Так говорит преподобный Серафим, так говорит достойно носивший имя «пламенный». Ведь для того, чтобы так подвизаться, как подвизался преподобный Серафим, для того, чтобы молиться тысячу дней и ночей, для того, чтобы нести такой пост, для того, чтобы быть исполненным такого смирения, – для всего этого нужно, чтобы в сердце постоянно горел пламень огненный. Только испытавший сам этот горящий огонь Божественной благодати в своем сердце мог именно так определить Господа, именуя Его огнем согревающим и воспламеняющим сердца и утробы, то есть жизнь нашу.
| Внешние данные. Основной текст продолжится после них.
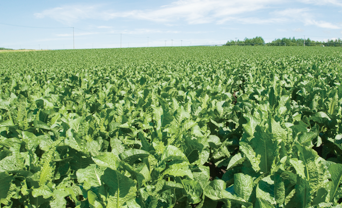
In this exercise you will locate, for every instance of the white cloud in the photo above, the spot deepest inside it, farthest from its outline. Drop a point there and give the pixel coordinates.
(192, 11)
(72, 13)
(322, 2)
(145, 31)
(304, 15)
(298, 30)
(76, 34)
(104, 27)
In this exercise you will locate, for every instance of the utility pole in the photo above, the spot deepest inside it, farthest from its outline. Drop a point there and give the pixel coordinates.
(73, 37)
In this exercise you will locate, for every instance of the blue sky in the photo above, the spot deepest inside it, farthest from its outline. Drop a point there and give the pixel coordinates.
(106, 24)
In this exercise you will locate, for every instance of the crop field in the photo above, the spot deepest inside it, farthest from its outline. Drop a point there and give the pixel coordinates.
(200, 127)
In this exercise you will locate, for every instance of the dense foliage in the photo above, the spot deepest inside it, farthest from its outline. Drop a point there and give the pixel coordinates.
(247, 41)
(171, 127)
(259, 41)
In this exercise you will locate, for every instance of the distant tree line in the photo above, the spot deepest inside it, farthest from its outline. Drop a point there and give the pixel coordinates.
(284, 42)
(2, 48)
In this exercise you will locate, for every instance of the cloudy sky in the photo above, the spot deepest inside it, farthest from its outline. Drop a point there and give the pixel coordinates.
(49, 24)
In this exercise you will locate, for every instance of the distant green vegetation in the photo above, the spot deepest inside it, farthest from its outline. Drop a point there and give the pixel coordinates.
(284, 42)
(1, 48)
(182, 127)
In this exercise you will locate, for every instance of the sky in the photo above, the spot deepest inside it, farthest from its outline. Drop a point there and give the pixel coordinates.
(62, 24)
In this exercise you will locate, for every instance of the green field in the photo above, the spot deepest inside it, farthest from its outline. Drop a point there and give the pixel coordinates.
(171, 127)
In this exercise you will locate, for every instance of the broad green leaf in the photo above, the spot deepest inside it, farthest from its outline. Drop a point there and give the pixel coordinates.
(5, 181)
(90, 176)
(120, 189)
(336, 177)
(243, 185)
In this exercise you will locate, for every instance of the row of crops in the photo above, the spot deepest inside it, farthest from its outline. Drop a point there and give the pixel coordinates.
(171, 127)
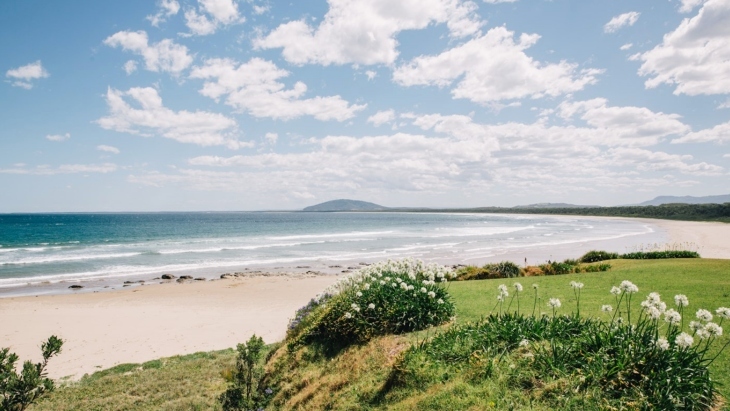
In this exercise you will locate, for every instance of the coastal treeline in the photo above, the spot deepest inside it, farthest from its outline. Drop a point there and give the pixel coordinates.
(685, 212)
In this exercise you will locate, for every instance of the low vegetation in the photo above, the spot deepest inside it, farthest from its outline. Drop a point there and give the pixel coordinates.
(507, 348)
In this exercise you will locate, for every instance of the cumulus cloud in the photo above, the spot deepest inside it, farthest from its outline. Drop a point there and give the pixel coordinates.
(695, 57)
(58, 137)
(689, 5)
(108, 149)
(622, 20)
(152, 118)
(45, 170)
(167, 8)
(212, 14)
(254, 87)
(718, 134)
(646, 160)
(23, 76)
(365, 31)
(495, 67)
(627, 125)
(382, 117)
(164, 56)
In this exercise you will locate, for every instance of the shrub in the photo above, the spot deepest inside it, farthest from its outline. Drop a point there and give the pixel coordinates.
(504, 269)
(596, 256)
(244, 391)
(18, 391)
(648, 364)
(390, 297)
(655, 255)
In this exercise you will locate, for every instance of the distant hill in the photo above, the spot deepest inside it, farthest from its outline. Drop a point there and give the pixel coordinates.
(345, 205)
(721, 199)
(554, 205)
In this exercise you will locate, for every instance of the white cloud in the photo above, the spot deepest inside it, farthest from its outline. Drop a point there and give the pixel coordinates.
(58, 137)
(130, 67)
(271, 138)
(24, 75)
(152, 118)
(718, 134)
(212, 14)
(382, 117)
(254, 87)
(695, 57)
(108, 149)
(45, 170)
(166, 55)
(689, 5)
(633, 126)
(646, 160)
(364, 31)
(622, 20)
(167, 8)
(495, 67)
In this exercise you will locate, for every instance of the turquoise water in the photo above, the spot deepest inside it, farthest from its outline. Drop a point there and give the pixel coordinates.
(38, 249)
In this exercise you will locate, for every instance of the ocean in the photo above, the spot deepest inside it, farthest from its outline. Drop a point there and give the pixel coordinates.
(44, 253)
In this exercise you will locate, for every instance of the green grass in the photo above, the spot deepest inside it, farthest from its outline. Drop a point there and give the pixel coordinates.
(190, 382)
(356, 378)
(705, 282)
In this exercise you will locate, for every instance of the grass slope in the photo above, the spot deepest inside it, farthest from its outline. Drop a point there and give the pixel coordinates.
(359, 377)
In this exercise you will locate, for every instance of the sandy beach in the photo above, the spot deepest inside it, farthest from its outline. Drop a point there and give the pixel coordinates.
(142, 323)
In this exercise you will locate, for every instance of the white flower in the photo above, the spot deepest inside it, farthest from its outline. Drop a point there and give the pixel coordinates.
(713, 329)
(628, 287)
(576, 285)
(653, 313)
(704, 315)
(672, 316)
(653, 298)
(723, 312)
(684, 340)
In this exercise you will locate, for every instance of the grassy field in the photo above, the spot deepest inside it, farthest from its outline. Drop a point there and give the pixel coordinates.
(193, 382)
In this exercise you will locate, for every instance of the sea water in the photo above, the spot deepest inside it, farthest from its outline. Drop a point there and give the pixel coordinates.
(45, 249)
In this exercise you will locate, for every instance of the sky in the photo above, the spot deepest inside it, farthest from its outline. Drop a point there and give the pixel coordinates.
(217, 105)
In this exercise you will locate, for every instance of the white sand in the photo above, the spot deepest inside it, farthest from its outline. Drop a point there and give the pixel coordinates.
(142, 323)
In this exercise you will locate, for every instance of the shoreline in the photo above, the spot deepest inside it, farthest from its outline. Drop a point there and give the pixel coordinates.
(140, 323)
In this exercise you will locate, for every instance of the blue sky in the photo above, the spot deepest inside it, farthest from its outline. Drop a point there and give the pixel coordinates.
(249, 104)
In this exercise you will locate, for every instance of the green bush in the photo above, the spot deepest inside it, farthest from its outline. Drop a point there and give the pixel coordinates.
(390, 297)
(596, 256)
(18, 391)
(655, 255)
(648, 364)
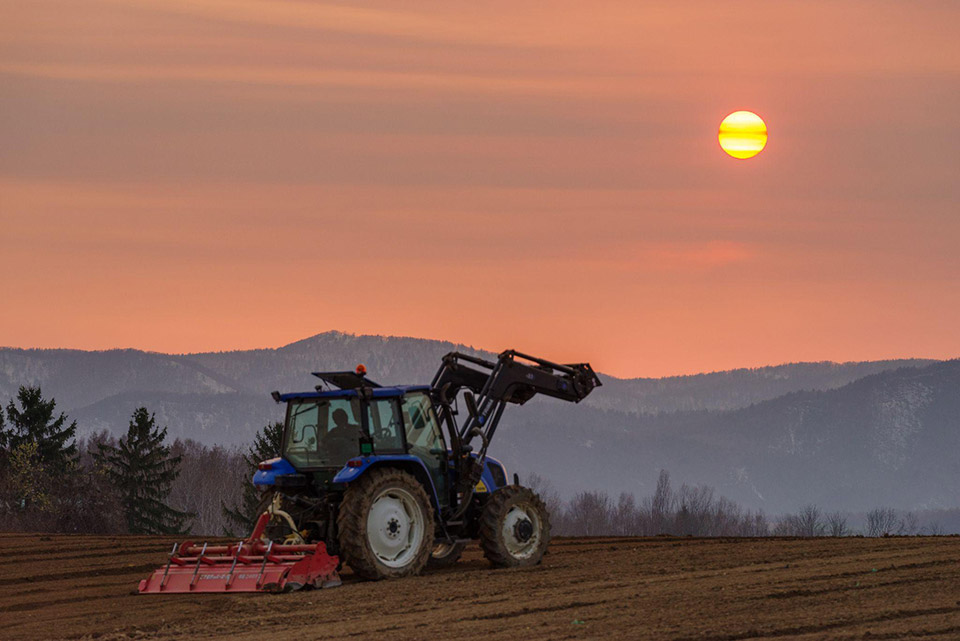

И открывает далее преподобный Серафим, какова внутренняя сущность дьявола – она есть хлад. Когда мы всматриваемся в нашу нелюбовь, в нашу черствость, бесчувственность к страданиям ближнего, нашу беззаботность к неудаче другого, – разве мы воистину не ощущаем, что дьявол хладен есть? И для того, чтобы этот хлад рассеять в себе, преподобный Серафим учит нас в таких тяжких наших состояниях хладности взывать Господу, Который огнем Своей благодати изгонит из нас хладного доброненавистника. Это взывание должно быть настойчивым и постоянным. Как часто с беспомощным и разочарованным чувством спрашивают мучающиеся тем или иным внутренним духовным недостатком: как исправиться, сознавая, что единого движения воли человеческой для исправления недостаточно? Действительно, нет такого лекарства, которое можно было бы принять и сразу же изменить внутреннее состояние человека. Но внутренняя жизнь, как нам уясняют это наши святые Отцы в своих творениях, имеет некое подобие с жизнью физической: и здесь тоже, в мире духовном, нужны настойчивость и упражнение, постоянное и частое повторение, нужны труд и терпение. И вот преподобный Серафим указывает нам на то, что нужно не раз только, в минуту тяжкого душевного состояния, уяснившего нам хладность сердца нашего, взывать ко Господу, а нужно все время и неустанно обращаться к этому Огню, чтобы он, сей Огонь, теплотою своею прогнал хладность наших сердец.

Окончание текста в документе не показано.